Combining Biochar with Compost or Manure Improves 9 of 16 Soil Properties Compared to Biochar Alone
Biochar has attracted considerable attention as a soil amendment. The material - produced by heating biomass at high temperatures with limited oxygen, a process called pyrolysis - is porous, chemically stable, and capable of improving soil water retention, nutrient cycling, and long-term carbon storage. It does not decompose quickly, which means its effects on soil can persist for decades. But field results have been inconsistent: biochar performs well in some soils and conditions and modestly or poorly in others.
A review published in the journal Biochar, synthesizing 28 field studies from multiple countries and climates, addresses a practical question: does adding biochar alongside conventional soil amendments - compost, manure, or mineral fertilizers - produce better outcomes than applying biochar on its own? The analysis found that in a majority of measured soil properties, the combined approach outperformed biochar alone.
What the combined approach changed
The review examined 16 soil health properties across the 28 studies, including physical, chemical, and biological parameters. Co-application - biochar plus another amendment - improved nine of those sixteen compared to biochar applied alone.
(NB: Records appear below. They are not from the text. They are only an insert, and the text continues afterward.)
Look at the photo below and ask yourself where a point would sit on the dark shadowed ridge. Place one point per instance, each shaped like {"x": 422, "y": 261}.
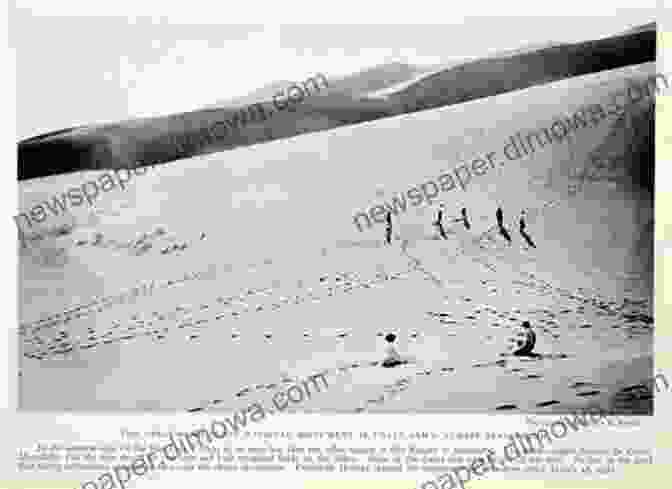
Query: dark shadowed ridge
{"x": 143, "y": 141}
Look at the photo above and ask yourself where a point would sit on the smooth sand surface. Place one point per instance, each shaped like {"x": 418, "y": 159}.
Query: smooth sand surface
{"x": 291, "y": 288}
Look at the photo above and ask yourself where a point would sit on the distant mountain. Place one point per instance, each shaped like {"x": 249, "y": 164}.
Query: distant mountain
{"x": 345, "y": 101}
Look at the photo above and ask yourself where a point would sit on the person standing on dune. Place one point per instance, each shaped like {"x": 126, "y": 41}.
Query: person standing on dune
{"x": 500, "y": 225}
{"x": 392, "y": 357}
{"x": 439, "y": 223}
{"x": 524, "y": 341}
{"x": 525, "y": 236}
{"x": 464, "y": 219}
{"x": 388, "y": 228}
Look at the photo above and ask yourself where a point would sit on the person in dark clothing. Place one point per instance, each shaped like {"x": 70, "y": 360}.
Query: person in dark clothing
{"x": 500, "y": 225}
{"x": 525, "y": 341}
{"x": 525, "y": 236}
{"x": 439, "y": 223}
{"x": 500, "y": 217}
{"x": 465, "y": 219}
{"x": 393, "y": 359}
{"x": 388, "y": 228}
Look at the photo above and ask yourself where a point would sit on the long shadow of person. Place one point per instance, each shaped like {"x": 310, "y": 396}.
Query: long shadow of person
{"x": 523, "y": 233}
{"x": 500, "y": 225}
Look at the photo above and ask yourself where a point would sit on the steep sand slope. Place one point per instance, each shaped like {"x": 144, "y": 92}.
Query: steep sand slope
{"x": 147, "y": 141}
{"x": 297, "y": 289}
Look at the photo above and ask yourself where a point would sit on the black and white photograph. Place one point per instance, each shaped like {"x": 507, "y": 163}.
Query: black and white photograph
{"x": 427, "y": 218}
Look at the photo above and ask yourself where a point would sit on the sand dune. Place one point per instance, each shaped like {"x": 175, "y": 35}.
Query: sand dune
{"x": 143, "y": 141}
{"x": 292, "y": 288}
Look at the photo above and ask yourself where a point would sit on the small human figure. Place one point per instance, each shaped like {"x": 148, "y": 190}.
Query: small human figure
{"x": 392, "y": 358}
{"x": 525, "y": 341}
{"x": 465, "y": 219}
{"x": 500, "y": 225}
{"x": 524, "y": 234}
{"x": 439, "y": 223}
{"x": 388, "y": 228}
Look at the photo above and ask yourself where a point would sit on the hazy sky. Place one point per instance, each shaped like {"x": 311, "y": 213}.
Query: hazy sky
{"x": 79, "y": 70}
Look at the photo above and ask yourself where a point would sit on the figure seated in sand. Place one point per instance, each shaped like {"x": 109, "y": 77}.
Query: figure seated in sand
{"x": 525, "y": 341}
{"x": 392, "y": 358}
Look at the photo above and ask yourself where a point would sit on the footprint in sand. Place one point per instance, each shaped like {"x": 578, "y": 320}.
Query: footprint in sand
{"x": 588, "y": 393}
{"x": 547, "y": 403}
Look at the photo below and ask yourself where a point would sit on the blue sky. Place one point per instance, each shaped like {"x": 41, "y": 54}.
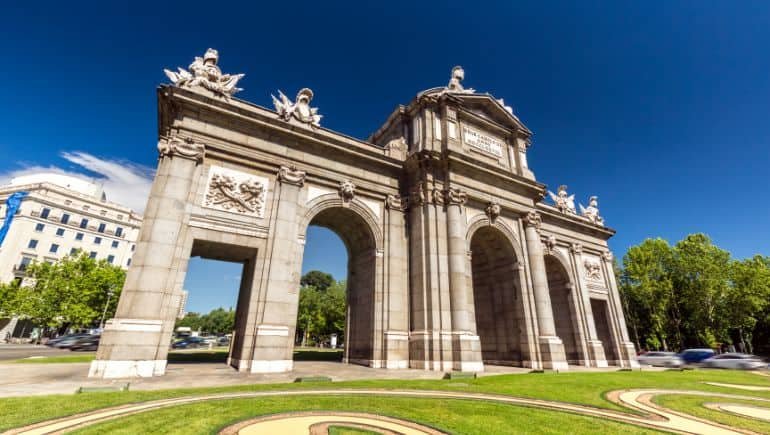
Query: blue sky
{"x": 659, "y": 108}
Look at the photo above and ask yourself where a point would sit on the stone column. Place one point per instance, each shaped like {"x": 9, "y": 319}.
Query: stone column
{"x": 274, "y": 341}
{"x": 551, "y": 346}
{"x": 627, "y": 352}
{"x": 466, "y": 346}
{"x": 133, "y": 343}
{"x": 595, "y": 348}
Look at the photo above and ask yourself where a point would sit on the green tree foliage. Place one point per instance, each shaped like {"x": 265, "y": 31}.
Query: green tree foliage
{"x": 72, "y": 292}
{"x": 693, "y": 294}
{"x": 321, "y": 311}
{"x": 317, "y": 279}
{"x": 217, "y": 321}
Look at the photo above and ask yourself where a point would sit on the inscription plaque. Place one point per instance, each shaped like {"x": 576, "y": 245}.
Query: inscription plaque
{"x": 482, "y": 141}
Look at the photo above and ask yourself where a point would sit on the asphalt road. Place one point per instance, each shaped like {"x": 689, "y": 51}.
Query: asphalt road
{"x": 18, "y": 351}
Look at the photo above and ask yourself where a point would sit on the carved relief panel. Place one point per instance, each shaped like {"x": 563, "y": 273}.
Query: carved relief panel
{"x": 235, "y": 192}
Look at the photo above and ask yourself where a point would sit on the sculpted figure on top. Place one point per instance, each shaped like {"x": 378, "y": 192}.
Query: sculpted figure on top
{"x": 563, "y": 201}
{"x": 300, "y": 109}
{"x": 592, "y": 211}
{"x": 455, "y": 85}
{"x": 205, "y": 72}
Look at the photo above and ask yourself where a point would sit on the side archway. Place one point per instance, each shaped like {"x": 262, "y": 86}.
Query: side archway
{"x": 496, "y": 288}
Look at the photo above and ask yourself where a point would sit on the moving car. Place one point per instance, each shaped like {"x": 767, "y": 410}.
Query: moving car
{"x": 735, "y": 361}
{"x": 695, "y": 356}
{"x": 190, "y": 343}
{"x": 660, "y": 359}
{"x": 65, "y": 341}
{"x": 90, "y": 342}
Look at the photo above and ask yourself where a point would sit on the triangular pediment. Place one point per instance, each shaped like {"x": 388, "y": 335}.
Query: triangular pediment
{"x": 491, "y": 109}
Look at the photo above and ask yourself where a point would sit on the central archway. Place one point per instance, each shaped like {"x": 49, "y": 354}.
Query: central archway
{"x": 356, "y": 234}
{"x": 496, "y": 297}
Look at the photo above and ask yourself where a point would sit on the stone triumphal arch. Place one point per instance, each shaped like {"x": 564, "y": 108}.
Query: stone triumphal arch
{"x": 454, "y": 260}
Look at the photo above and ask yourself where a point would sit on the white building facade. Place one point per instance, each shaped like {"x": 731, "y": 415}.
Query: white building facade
{"x": 59, "y": 216}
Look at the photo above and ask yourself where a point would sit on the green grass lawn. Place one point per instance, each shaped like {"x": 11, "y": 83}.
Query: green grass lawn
{"x": 452, "y": 416}
{"x": 585, "y": 388}
{"x": 217, "y": 355}
{"x": 693, "y": 405}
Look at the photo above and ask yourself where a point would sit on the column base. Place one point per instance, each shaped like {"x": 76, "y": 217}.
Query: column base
{"x": 466, "y": 353}
{"x": 552, "y": 351}
{"x": 109, "y": 369}
{"x": 629, "y": 355}
{"x": 596, "y": 352}
{"x": 272, "y": 366}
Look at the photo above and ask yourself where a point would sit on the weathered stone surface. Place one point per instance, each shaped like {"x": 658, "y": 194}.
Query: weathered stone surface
{"x": 442, "y": 219}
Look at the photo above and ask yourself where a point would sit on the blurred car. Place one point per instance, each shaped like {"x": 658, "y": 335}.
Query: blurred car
{"x": 90, "y": 342}
{"x": 660, "y": 359}
{"x": 190, "y": 343}
{"x": 736, "y": 360}
{"x": 65, "y": 341}
{"x": 695, "y": 356}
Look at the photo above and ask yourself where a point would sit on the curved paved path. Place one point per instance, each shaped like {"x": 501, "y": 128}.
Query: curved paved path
{"x": 656, "y": 417}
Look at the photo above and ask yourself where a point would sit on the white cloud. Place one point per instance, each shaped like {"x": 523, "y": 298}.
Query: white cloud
{"x": 124, "y": 182}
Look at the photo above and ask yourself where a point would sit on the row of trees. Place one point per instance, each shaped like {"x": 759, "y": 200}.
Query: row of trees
{"x": 694, "y": 294}
{"x": 75, "y": 292}
{"x": 321, "y": 310}
{"x": 218, "y": 321}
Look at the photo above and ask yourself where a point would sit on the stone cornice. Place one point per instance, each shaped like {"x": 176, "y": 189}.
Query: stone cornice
{"x": 172, "y": 100}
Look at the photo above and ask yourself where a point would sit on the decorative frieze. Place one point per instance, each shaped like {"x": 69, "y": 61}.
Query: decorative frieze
{"x": 291, "y": 175}
{"x": 185, "y": 148}
{"x": 533, "y": 219}
{"x": 235, "y": 192}
{"x": 395, "y": 202}
{"x": 492, "y": 211}
{"x": 456, "y": 196}
{"x": 347, "y": 190}
{"x": 593, "y": 270}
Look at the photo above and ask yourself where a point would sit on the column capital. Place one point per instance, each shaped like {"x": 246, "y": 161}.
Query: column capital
{"x": 185, "y": 148}
{"x": 455, "y": 196}
{"x": 291, "y": 175}
{"x": 533, "y": 219}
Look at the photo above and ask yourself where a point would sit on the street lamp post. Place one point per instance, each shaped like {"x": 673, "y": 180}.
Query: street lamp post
{"x": 106, "y": 304}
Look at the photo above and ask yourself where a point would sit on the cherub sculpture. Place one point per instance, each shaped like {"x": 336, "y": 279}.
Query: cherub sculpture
{"x": 564, "y": 202}
{"x": 205, "y": 72}
{"x": 455, "y": 85}
{"x": 592, "y": 211}
{"x": 300, "y": 109}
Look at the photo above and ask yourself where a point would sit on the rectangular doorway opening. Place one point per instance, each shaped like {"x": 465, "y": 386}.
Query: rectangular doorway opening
{"x": 217, "y": 290}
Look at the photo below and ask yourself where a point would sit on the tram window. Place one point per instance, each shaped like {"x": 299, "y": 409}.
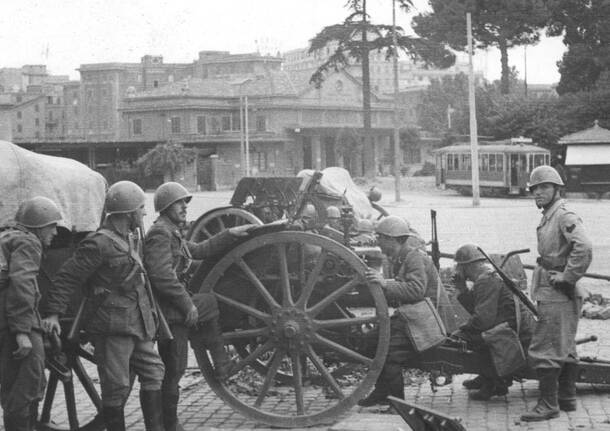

The numerical results were substantial in several categories. Soil phosphorus levels increased by as much as 76 percent in some comparisons when biochar was paired with organic amendments. Cation exchange capacity - the soil's ability to hold positively charged nutrients that would otherwise leach away with water - improved by more than 50 percent on average. Soil water content, aggregate stability (how well soil particles clump into stable structures that resist erosion), and hydraulic conductivity (how water moves through soil) also showed consistent improvements.
Biological responses were equally notable. Multiple studies reported increases in microbial biomass and enzyme activity, both of which signal active nutrient cycling. The proposed mechanism combines two complementary effects: biochar's porous structure provides physically protected microhabitats where bacteria and fungi can shelter from predation and desiccation, while the organic amendments supply the carbon and nitrogen that those microbes need as food.
Organic co-amendments outperformed inorganic ones
Not all amendment combinations performed equally. Biochar paired with organic materials - compost or manure - produced more consistent improvements than biochar combined with inorganic fertilizers alone. This likely reflects the microbial ecology explanation: organic amendments feed the soil biology that takes up residence in biochar's pores, whereas synthetic fertilizers do not contribute meaningfully to microbial habitat or long-term soil structure.
Application rate, soil type, and climate modulated results across studies, as expected in field research. Soils with initially low fertility showed larger gains than soils that were already nutrient-rich. Degraded or heavily weathered agricultural soils in tropical and subtropical regions appeared to benefit most from co-application, which makes practical sense given that these are also the contexts where soil health degradation is most severe and food security most precarious.
What the data cannot yet tell us
The most significant limitation is time. Many of the 28 studies ran for only a few years - too short to assess whether the observed benefits persist, whether they diminish as organic amendments decompose, or whether the combination creates any longer-term problems such as nutrient imbalances. Biochar itself can remain in soil for centuries, but its interactions with organic matter, microbes, and plant roots evolve over time in ways that short studies cannot capture.
Long-term field experiments are expensive, slow, and difficult to sustain institutionally - which is why they are rare. The review authors explicitly identify this as the critical gap. Understanding decade-scale dynamics will be necessary before co-application strategies can be confidently recommended as permanent components of soil management systems rather than as treatments that may need periodic renewal.
The practical pathway for farmers is clearer than the theoretical picture. Compost and manure are already common agricultural inputs; biochar is increasingly available as agricultural and forestry byproducts are processed through pyrolysis. Combining them does not require fundamentally different practices, only attention to application rates and timing. For operations already using organic amendments, adding biochar appears to amplify the benefits rather than create new costs.